When a child is born, the Supreme Being puts part of His/Her spiritual form into human beings as the human soul (kra). This soul in the human being never perishes. The Akan believe that the soul never dies. This soul reincarnates. So when a child is born, the Akan give the child a soul name (kra din), designated by the day of the week on which the child was born. The eighth day is the day of the naming ceremony (den to). The second name of the child is the order in which the child was born to the mother.

The Akua'ba statuettes are fertility figures. Ba means child in Akan. Original Akuaba’s or Akaba’s were female, primarily because Akan society is matrilineal, so women prefer female children who will perpetuate the matrilineal family line. The Akan were originally from the Sahel territory of Northern Africa. They migrated south into Guan territory and some of the Akan merged with the Guan, a patrilineal culture. A much later account from the patrilineal culture of the Guan, for the naming of these Akua’ba figures, is that of a barren woman named Akua (women are frequently barren in patriarchal stories, needing the help of the patriarchal priesthood and the male god for fertility – a major revisionist history of fertility). She was advised by the patriarchal priest to carry a wooden child to help with her infertility. Akua's first child was a girl. Women then imitated Akua, by carrying the wooden images for fertility. The older matrilineal account derives from the Great Spider, the Creatress, who carries her young on her back.

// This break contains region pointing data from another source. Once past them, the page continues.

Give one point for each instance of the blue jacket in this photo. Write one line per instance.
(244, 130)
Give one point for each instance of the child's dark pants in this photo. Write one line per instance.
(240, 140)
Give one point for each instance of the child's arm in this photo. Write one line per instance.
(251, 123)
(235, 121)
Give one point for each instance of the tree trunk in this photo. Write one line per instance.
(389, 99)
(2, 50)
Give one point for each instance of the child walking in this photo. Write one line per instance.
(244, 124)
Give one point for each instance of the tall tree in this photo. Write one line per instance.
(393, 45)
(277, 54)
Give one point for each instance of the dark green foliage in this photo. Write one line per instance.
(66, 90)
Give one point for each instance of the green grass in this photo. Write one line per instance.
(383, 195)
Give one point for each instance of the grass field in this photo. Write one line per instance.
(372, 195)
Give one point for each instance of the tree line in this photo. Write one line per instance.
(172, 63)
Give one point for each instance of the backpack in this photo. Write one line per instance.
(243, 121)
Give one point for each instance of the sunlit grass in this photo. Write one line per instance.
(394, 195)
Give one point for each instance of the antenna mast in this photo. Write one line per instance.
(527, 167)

The Akua’ba symbolizes life in this world. The woman wears the Akua’ba on her back and tends to it like a child, hoping the Supreme Being will see that she will be a good mother. After influencing pregnancy, the mother gives birth to a daughter, she may give the Akua’ba to her daughter to care for (this type of gift teaches child care). Sometimes the Akua’ba are returned to shrines as offerings to the Supreme Being who responded to the appeals for a child. A collection of figures becomes an advertisement for the Supreme Being’s ability to help women conceive. Families may also keep an Akua’ba as memorials to a child or children.

The Akua’ba represents a woman’s desire for offspring. But in the matrilineal eyes, daughters are valuable, not something that is worthless, to be killed when born, as occurs even today or property for trading. These women not only wanted and prayed for a daughter, they put their faith into action, visualizing their hope. I would be curious as to the ratio of daughters born to these ancient mothers who so desired their daughters that they carved them in wood and carried them on their backs, tending to them before they were even conceived.

The best known Akua’ba are from the Ashanti (Asante) tribe in Ghana with round disk heads. While most Ashanti figures are painted black, the Fante tribe figures are left unpainted. The Brong tribe, living to the west of the Ashanti, carve Akua'ba with cylindrical heads cut diagonally from the top back to the bottom front, producing a triangle in profile. Generally the undecorated cylindrical torso is rounded on top and limbless. Many older Akua'ba do not have naturalistic arms and legs. Often the Akua’ba are decorated with designs common to the family or tribe, or carrying nature elements that were important to the matrilineal culture.